Dred Scott (Williams, 2006)

Scholarship
Robert C. Williams, Horace Greeley: Champion of American Freedom (New York: New York University Press, 2006), 191.
In March 1857, the U.S. Supreme Court upheld the legality of slavery in the case of a slave named Dred Scott. Scott claimed his freedom because his owner had moved him from a slave state (Missouri) to a free state (Illinois). U.S. Chief Justice Roger Taney held that a slave, ex-slave, or descendant of a slave was not an American citizen, but the property of an owner. Because Congress was constitutionally required to protect property, it could not prohibit slavery in the territories. Thus the slave owner’s constitutional rights to liberty and property under the law superseded the freedom of the slave, who was not a citizen, but a thing. Anti-slavery men and women everywhere were outraged.

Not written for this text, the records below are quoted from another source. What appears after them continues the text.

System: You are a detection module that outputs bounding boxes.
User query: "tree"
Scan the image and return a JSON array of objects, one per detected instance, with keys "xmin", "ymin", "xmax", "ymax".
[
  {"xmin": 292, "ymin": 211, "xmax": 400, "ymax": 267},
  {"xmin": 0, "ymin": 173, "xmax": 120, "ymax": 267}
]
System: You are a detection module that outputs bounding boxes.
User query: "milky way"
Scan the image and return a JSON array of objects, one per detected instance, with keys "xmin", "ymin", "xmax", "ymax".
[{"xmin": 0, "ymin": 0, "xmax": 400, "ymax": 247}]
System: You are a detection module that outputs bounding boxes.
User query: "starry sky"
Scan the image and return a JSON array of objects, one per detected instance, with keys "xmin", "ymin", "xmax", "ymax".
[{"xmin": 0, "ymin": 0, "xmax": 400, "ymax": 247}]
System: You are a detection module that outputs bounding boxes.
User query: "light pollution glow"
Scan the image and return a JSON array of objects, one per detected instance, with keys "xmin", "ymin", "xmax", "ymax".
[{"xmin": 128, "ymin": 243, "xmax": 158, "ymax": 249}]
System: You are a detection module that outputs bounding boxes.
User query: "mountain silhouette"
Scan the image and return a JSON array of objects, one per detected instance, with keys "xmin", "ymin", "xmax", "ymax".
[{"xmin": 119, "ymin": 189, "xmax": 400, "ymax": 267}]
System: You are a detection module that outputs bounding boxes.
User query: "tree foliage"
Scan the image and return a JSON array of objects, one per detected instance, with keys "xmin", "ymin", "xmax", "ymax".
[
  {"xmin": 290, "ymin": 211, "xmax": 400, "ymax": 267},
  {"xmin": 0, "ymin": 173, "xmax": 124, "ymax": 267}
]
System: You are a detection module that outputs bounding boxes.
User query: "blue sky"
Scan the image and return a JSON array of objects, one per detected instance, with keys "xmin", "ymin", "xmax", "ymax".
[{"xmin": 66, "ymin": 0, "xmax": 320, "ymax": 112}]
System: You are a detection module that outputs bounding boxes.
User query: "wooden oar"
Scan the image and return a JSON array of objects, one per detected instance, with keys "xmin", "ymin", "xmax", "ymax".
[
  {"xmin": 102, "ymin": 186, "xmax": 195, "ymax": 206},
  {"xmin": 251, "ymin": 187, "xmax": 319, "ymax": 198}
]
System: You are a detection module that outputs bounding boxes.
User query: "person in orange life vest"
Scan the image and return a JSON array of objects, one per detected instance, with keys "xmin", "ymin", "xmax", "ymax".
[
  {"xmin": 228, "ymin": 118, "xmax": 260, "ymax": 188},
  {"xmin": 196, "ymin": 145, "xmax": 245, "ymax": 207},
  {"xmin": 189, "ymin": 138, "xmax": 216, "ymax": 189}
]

[Horace] Greeley wrote that Taney’s decision carried as much moral weight as a majority vote in “any Washington bar room.” The decision was bad law, “southern sophism cloaked with the dignity of our highest court.” Slaves might be sold on Bunker Hill and in front of Faneuil Hall in Boston, while slave ships might now “land their dusky cargo at Plymouth Rock.” The Dred Scott decision was a collection of “false statements and shallow sophistries” put together to support a foregone conclusion, and a “fatal blow to the rights and liberties of all.” Even the individual states could only establish and strengthen slavery within their borders. The Dred Scott case, wrote Greeley, meant that “the Star of Freedom and the stripes of bondage are henceforth one. American Republicanism and American Slavery are for the future synonymous.”